Il s’est aussi déclaré inquiet qu’en relevant le salaire minimum, des usines se verraient forcées de fermer car les investisseurs délocaliseraient leur production vers des sites à moindre coût.

« [Les investisseurs qui sont actuellement en Indonésie] menacent de délocaliser vers le Vietnam, le Cambodge ou d’autres pays [plus pauvres] », a affirmé Marpaung lors d’une interview avec Equal Times.

« Ceci a été le cas depuis qu’il y a eu une augmentation notable du salaire minimum en Chine.

« Il y a cinq ans, ils auraient menacé de délocaliser en Chine. À cela est venu s’ajouter l’Accord de libre-échange de l’ASEAN [Association des nations d’Asie du Sud-est] de 2015 qui est une forte incitation à la relocalisation pour les entreprises. Nous avons donc plus que jamais besoin d’un mouvement unique et unifié pour la solidarité entre les nations de l’ASEAN. »

Le mois dernier, Said Iqbal, président de la KSPI, a laissé entendre qu’il soupçonnait Ahok d’avoir reçu un « ordre » en sous-main des puissantes associations patronales de Jakarta, qui aurait permis à ces dernières de plafonner l’augmentation du salaire minimum de cette année avant même l’ouverture des négociations à l’Hôtel de Ville.

Des soupçons qui paraissent raisonnables au vu de la réticence inébranlable d’Ahok tout au long des négociations. Cette thèse a été reprise par le vice-président de la FSPMI lors de son entretien avec Equal Times :

« [Notre] suspicion concernant un possible « ordre » émanant des [associations des] employeurs a été éveillée par la manière dont Ahok a systématiquement insisté sur le fait que toute augmentation du salaire minimum de Jakarta ne pourrait en aucun cas dépasser 10% et ce alors que les négociations étaient toujours en cours.

« En réalité c’est bien Ahok qui fait preuve d’arrogance et d’« égoïsme ». Ce n’est tout simplement pas éthique d’annoncer une décision sur le salaire minimum alors que les négociations sont toujours en cours. »

Marpaung semble, lui aussi, convaincu de la partialité d’Ahok tout au long des négociations salariales de cette année.

« Si vous voulez mon avis », a-t-il déclaré à Equal Times, « Ahok a clairement pris parti [pour les employeurs de Jakarta]. Il est très différent de [ l’ancien gouverneur devenu président] Joko Widodo, qui avait tendance à faire montre de prudence dans son rôle de médiateur.

« Ahok n’a absolument aucune empathie pour le sort des travailleurs de Jakarta ; [certains d’entre eux] sont contraints de faire des heures supplémentaires ou de cumuler les emplois seulement pour couvrir leurs besoins de base. »

 

Tomates pourries

À la manifestation de Jakarta ce jeudi, à laquelle ont assisté près de 500 dirigeants de la KSPI, de la FSPMI et de l’Association des syndicats d’Indonésie (ASPEK), des tomates pourries ont été lancées en direction du bureau du gouverneur en protestation contre la piteuse augmentation de 10% accordée par Ahok.

Lors d’un entretien subséquent avec Equal Times, Safriadi, 28 ans, membre de la KSPI, a partagé ses impressions sur le conflit salarial jusqu’à présent.

« La semaine passée, le maire de Bekasi a fixé le salaire minimum dans sa ville à 2,95 millions de rupiahs, puis cette semaine, Ahok a établi le salaire minimum à Jakarta à 2,7 millions.
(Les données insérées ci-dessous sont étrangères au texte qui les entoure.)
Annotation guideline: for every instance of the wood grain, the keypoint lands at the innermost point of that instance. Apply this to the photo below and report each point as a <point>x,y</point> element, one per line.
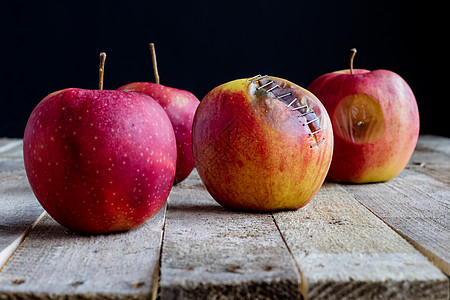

C’est du jamais vu dans l’histoire de mon pays ! Comment est-il possible que les salaires à Jakarta soient inférieurs à ceux des zones alentours ? Le coût de la vie [à Jakarta] est plus élevé que partout ailleurs en Indonésie.
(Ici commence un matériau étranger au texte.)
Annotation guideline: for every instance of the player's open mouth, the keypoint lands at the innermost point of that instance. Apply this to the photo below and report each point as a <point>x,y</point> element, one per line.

« Tout ce que nous demandons c’est un salaire réaliste et il faut qu’il soit plus élevé que celui de Bekasi. Nous ne nous contenterons de rien de moins que trois millions de rupiahs (247 USD) au plus strict minimum. »

Après le déjeuner, Safriadi et les autres manifestants ont poursuivi leur marche en direction du Palais de la nation où ils ont appelé le président Joko Widodo à intercéder personnellement dans le conflit salarial – ce qui constituerait une première.
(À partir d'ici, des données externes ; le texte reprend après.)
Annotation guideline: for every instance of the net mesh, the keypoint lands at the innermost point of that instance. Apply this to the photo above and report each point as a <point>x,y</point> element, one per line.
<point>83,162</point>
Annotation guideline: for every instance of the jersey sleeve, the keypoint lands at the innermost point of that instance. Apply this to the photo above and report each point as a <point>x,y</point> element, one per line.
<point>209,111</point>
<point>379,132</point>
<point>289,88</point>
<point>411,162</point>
Mais les travailleurs devront assurément offrir quelque chose d’extraordinaire s’ils espèrent faire fléchir la volonté de fer du gouverneur Ahok.

À moins qu’une volée de tomates pourries ne fasse mouche ou que le président n’intervienne en personne, chose peu probable, une grève nationale bien suivie pourrait finir de ramener Ahok à la raison…

 

Cet article a été traduit de l’anglais.